So, not identical, but close. Also the API has the recovered data back – there are some bugs in it, days with missing data etc, but I will resume using it to calculate active cases because lots of people are starting to recover.

Canada by Province

Now that I have an automated way to calculate a start date, lets get serious. What are the doubling times for each province in Canada with more than 20 cumulative cases and at least 5 days of data?

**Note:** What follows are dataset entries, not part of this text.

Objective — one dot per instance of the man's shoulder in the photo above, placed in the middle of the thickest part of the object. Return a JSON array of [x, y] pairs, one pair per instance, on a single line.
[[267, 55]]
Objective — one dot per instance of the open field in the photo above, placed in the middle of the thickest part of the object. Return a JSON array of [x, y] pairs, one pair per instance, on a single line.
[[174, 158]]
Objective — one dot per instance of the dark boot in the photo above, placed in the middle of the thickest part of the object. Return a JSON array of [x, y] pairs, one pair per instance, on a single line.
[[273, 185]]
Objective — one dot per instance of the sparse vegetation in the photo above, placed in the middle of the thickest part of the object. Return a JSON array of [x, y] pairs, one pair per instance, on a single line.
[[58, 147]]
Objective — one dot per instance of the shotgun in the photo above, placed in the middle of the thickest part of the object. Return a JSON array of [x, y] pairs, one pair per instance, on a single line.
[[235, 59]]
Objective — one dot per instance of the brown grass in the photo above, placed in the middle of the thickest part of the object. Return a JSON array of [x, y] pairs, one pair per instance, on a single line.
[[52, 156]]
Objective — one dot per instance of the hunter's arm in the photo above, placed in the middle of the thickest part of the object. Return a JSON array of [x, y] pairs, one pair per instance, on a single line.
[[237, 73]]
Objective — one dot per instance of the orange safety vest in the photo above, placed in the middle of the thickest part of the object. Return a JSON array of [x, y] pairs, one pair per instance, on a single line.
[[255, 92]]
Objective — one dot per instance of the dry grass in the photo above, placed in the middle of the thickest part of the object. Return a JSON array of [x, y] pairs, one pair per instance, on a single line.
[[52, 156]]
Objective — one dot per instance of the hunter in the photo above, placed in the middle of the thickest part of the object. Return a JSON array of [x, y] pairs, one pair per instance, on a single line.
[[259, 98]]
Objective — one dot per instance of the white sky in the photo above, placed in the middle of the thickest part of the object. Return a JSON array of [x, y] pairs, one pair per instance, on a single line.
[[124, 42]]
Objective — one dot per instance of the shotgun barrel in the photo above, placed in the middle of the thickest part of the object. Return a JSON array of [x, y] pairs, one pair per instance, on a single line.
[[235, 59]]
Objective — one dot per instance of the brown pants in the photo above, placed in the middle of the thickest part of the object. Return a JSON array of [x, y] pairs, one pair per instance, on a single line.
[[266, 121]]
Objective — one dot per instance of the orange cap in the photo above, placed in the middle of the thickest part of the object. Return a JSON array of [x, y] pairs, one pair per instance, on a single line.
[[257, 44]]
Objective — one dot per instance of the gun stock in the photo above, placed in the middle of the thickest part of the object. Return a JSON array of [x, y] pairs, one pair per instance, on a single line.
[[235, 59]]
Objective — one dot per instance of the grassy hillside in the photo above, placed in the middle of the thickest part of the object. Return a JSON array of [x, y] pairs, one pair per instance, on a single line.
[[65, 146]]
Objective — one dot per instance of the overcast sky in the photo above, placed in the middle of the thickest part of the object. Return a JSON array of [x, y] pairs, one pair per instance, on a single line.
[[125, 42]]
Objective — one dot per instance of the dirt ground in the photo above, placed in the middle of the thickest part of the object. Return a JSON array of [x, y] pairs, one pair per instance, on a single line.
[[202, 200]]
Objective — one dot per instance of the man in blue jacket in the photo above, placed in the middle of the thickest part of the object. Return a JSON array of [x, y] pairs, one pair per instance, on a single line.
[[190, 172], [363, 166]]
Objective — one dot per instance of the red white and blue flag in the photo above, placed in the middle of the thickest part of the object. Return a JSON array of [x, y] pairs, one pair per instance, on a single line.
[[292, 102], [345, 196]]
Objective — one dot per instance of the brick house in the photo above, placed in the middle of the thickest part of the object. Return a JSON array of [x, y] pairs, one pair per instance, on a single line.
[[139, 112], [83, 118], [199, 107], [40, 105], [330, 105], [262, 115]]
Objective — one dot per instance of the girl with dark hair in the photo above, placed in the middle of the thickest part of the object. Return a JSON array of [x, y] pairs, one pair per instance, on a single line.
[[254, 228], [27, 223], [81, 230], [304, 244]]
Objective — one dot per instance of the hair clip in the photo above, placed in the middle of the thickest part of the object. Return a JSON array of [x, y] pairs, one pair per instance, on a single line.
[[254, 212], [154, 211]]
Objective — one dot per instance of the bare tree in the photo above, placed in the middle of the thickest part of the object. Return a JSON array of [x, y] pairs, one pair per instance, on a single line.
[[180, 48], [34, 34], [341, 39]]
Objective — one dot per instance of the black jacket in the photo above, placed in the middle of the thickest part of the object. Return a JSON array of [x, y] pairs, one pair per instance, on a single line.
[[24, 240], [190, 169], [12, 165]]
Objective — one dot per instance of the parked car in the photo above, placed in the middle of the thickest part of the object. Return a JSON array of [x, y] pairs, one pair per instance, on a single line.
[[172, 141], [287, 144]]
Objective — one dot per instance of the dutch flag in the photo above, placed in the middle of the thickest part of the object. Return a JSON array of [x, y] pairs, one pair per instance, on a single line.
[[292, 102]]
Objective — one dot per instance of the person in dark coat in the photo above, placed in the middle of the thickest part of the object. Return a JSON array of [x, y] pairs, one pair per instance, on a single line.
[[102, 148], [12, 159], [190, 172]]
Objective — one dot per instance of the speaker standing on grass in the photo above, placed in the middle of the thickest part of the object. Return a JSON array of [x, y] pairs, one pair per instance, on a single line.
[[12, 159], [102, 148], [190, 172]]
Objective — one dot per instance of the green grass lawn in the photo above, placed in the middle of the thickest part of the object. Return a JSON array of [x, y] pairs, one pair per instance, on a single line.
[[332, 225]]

savefilename <- "data/api_regions_2020-03-27.Rda"
# The following code is commented out and left in place. This isn't particularly good coding 
# practice, but I don't want to have to rewrite it every day when I get the updated data.
# I archive the data rather than pull fresh because this data source is very volatile, and
# data that worked with this code yesterday might break today.
# api_confirmed_regions <- read_csv("https://coviddata.github.io/covid-api/v1/regions/cases.csv")
# api_deaths_regions <- read_csv("https://coviddata.github.io/covid-api/v1/regions/deaths.csv")
# api_recoveries_regions <- read_csv("https://coviddata.github.io/covid-api/v1/regions/recoveries.csv")
# 
# save(api_confirmed_regions, api_deaths_regions, api_recoveries_regions, file = savefilename)
load(savefilename)
canada_by_region <- list(
  confirmed = other_wide2long(api_confirmed_regions, countries = "Canada"),
  deaths = other_wide2long(api_deaths_regions, countries = "Canada"),
  # recovered data is a mess lots of missing values
  recoveries = other_wide2long(api_recoveries_regions, countries = "Canada")
  ) %>% 
  bind_rows(.id = "variable") %>% 
  pivot_wider(names_from = variable, values_from = cumulative_cases) %>% 
  group_by(Region) %>% 
  mutate(incident_cases = c(0, diff(confirmed)),
         incident_deaths = c(0, diff(deaths)),
         active = confirmed - deaths - recoveries) %>% 
  left_join(country_data, by = c("Country", "Region")) %>% 
  mutate(icpc = incident_cases / popn / 10,
         arpc = active / popn / 10,
         group = Region,
         date_20 = Date[min(which(confirmed >= 20))],
         day20 = as.numeric(Date - date_20),
         samplesize = max(day20)) %>% 
  ungroup() %>% 
  filter(!is.na(date_20),
         samplesize > 4) # remove regions with less than 20 cases total or fewer than 5 days.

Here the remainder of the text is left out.